The term MPN covers a rare set of disorders occurring in about 5 people per million, according to a press release from the publication, which operates on a shoestring budget. This rarity means that community-based clinicians may never see a case and if one comes along, help is needed.

The initial volunteers for the project are Richard Silver, MD (Weill-Cornell in New York City), Srdan Verstovsek, MD (M.D. Anderson in Houston, Texas), Ruben Mesa, MD (Mayo Clinic in Scottsdale, Arizona), Claire Harrison, DM (Guy’s and St. Thomas’ in London, United Kingdom), Jason Gotlib, MD (Stanford Medical Center in Palo Alto, California), Ross Levine, MD (Sloan-Kettering in New York City), and Attilio Orazi, MD (Weill-Cornell).

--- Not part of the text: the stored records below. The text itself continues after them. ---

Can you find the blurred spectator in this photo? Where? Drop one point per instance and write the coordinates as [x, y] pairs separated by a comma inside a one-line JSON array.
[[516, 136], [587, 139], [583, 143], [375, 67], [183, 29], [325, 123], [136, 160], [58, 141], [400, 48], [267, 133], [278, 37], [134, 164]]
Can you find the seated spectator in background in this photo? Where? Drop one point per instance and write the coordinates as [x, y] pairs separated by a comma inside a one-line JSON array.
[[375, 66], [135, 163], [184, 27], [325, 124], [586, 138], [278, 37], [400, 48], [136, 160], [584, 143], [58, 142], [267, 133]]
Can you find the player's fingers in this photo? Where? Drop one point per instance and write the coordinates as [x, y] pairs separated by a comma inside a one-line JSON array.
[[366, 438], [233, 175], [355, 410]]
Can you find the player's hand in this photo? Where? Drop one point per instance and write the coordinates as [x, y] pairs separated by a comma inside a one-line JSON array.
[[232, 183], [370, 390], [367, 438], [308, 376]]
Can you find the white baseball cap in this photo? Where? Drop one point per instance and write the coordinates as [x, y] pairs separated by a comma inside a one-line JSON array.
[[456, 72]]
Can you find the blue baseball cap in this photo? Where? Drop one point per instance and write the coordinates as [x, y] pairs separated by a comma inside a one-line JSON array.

“It’s amazing that we have this group of doctors,” said Zhenya Senyak, the founder and editor of MPNforum, about the eminence of the participating experts. “They are really concerned about getting this information out,” he told Medscape Medical News in an interview. Senyak, who lives in Asheville, North Carolina, is a writer who has myelofibrosis.

I’ve never waited more than a day for a response.

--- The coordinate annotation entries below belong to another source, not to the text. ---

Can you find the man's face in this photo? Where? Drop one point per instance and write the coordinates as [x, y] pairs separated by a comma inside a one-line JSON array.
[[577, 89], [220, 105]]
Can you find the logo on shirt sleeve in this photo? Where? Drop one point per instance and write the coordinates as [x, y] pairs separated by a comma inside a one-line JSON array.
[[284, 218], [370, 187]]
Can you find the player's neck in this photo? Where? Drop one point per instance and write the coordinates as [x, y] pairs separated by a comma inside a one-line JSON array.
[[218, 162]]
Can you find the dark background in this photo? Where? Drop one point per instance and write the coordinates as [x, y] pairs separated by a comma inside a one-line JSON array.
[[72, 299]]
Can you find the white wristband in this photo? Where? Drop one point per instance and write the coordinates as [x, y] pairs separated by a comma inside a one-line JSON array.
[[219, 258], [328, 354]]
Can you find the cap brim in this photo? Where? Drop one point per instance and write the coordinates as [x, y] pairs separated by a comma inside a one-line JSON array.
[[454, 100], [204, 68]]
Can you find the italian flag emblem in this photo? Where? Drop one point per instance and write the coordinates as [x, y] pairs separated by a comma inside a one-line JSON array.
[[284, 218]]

The service is free. Patients, caregivers, and healthcare providers can email questions to MPNclinic@gmail.com, which are then forwarded to all members of the panel. One of the experts responds, and circulates that response among the other panel members for review and comment. The final response is then forwarded to the individual who submitted the question. “I’ve never waited more than a day for a response,” said Senyak. The volunteer experts have even responded while on vacation, he said, adding that the answers are highly detailed and “powerful.”

All the questions, answers, and comments will eventually be published in the monthly MPN Clinic section of MPNforum Magazine. The entries will be archived in a searchable, publicly available online database.

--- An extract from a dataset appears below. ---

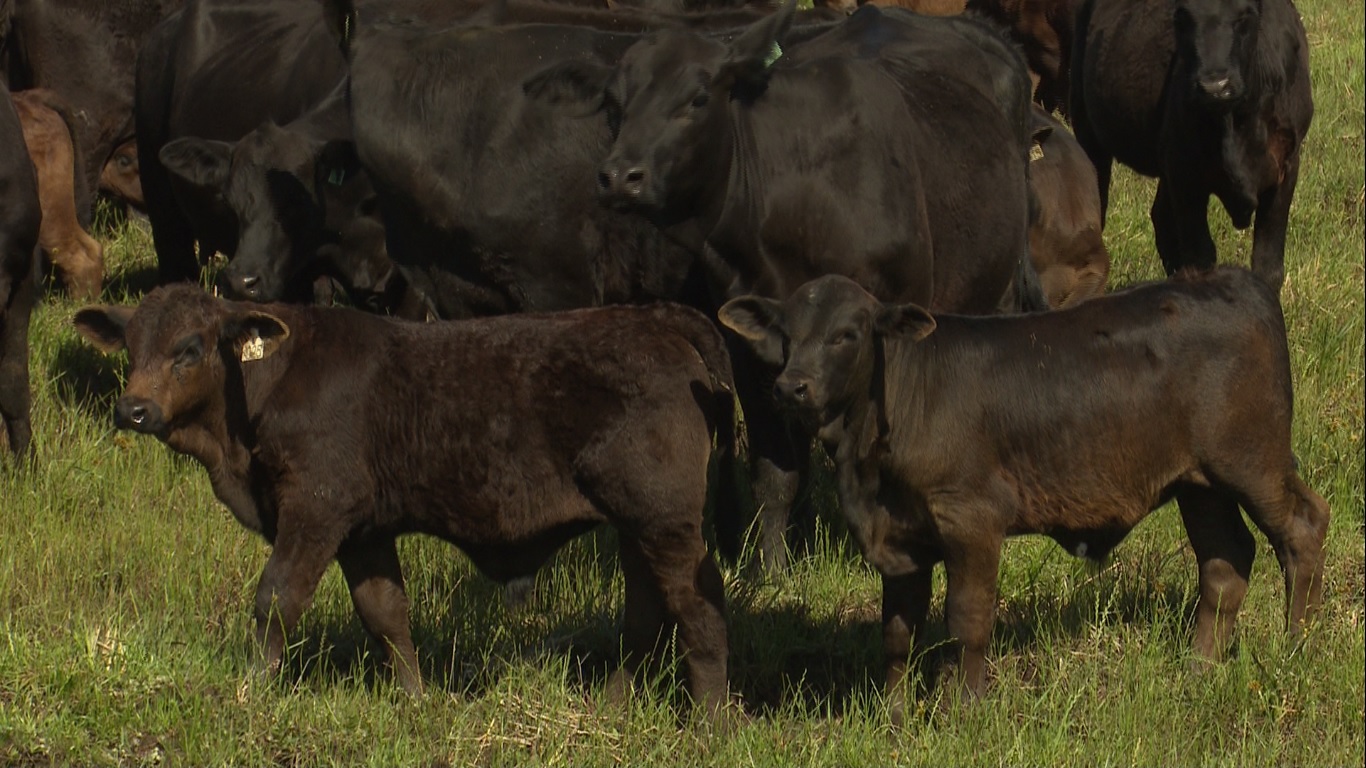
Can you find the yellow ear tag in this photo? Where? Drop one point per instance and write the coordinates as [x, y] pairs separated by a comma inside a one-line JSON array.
[[253, 347]]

The first MPN Clinic report will be published on September 15. However, Senyak said that responses to 27 questions have already been received and forwarded to patients in the United States and England. He is delighted by the volunteer experts’ helpfulness. “They have nothing to gain. It is purely altruistic of them,” he said.

MPNforum is financed by small donations, which, to date, amount to about $2000.

More About MPNs

MPNs are caused by one or more mutations, usually acquired after middle age. However, increasing numbers of younger adults and children are being diagnosed with the disorder, according to an MPNforum press statement. In MPNs, an overproduction of blood cells disrupts normal hematopoiesis. The various MPNs are differentiated by what is overproduced, such as erythrocytes in polycythemia vera or platelets in essential thrombocythemia.

If treated properly, many patients can live a normal life span with minimal suffering, according to the organization; however, some forms, such as myelofibrosis, can be debilitating and even fatal.

Myelofibrosis is associated with the dysregulation of 2 enzymes — janus-associated kinase (JAK)1 and 2 — which are involved in regulating blood and immunologic functioning. As the disease progresses, bone marrow is replaced with scar tissue, leading to anemia and thrombocytopenia. However, the scarred bone marrow tissue accumulates in other organs, most notably the spleen and liver. This collagen fibrosis can also cause bone pain, intense fatigue, and loss of appetite.

The only cure for myelofibrosis has been stem cell transplantation. However, since the implication of a genetic mutation in this disease was discovered, there have been developments in drug treatment. In 2011, the first drug treatment ever for myelofibrosis, ruxolitinib (Jakafi, Incyte Corp.), was approved by the US Food and Drug Administration.

Ruxolitinib has shown results that are “unprecedented” in the treatment of this disorder, according to Dr. Harrison, who is one of the volunteers and one of the drug’s principal investigators.

While research continues, access to MPN specialists remains the surest means of securing optimal treatment, said Senyak.